The Spirit bear is a worthy ambassador of the mystery and magnificence of this rainforest. Hidden from the outside for so long it has been forced to emerge as an icon to inspire people to protect its threatened coastal habitat. Conservation photography and film work is needed as much today as it was twenty years ago. Case in point. We are being contacted from people around the world who have just read Paul Nicklen and Bruce Barcott’s feature story in the latest issue of National Geographic Magazine on the Spirit Bear and the Enbridge pipeline/tanker proposal. This is conservation journalism at its best because people are simply being shown what a globally unique and rare ecosystem this is and the potential threat it faces. It does not take people long to reach the conclusion that it is a bad idea to be transporting half a million barrels a day of the dirtiest oil in the world across the rocky mountains and the coast mountain range, over some of the worlds most productive salmon rivers and a coastline of rock strewn wave encased reefs where hurricane force wind events are common.
We have every single oil company in the world (they are all invested in the Canadian tar sands) backed by a sympathetic and petro dollar blinded federal government lined up against the spirit bear, the majority of Canadians and a long list of courageous First Nations.
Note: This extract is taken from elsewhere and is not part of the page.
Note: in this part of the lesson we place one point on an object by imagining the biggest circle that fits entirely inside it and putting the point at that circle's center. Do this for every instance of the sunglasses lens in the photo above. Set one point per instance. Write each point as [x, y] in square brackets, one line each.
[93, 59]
If I was an Enbridge shareholder I would be running the other way. In many respects this pipeline is a pipe dream but Canada won’t wake up until more people make their voice heard.
Q: What can readers do to get involved?
It is deeply frustrating to see how few North Americans are aware that Canada has joined the planets elite roster of petro states. The far reach of the Canadian tar sands should be of greater international concern, more people need to look closely at Canadian energy policy and what extracting oil from the tar sands is doing to the health of the planet. Currently our national energy strategy is 100% about rapidly increasing tar sands oil production and selling it to the highest bidder and when a country owns the second largest known oil reserves in the world it cares less and less about international obligations or scrutiny. Does Canada really need to hook Asian economies on the dirtiest most environmentally harmful oil in the world at the expense of one of the last great coastal rainforests?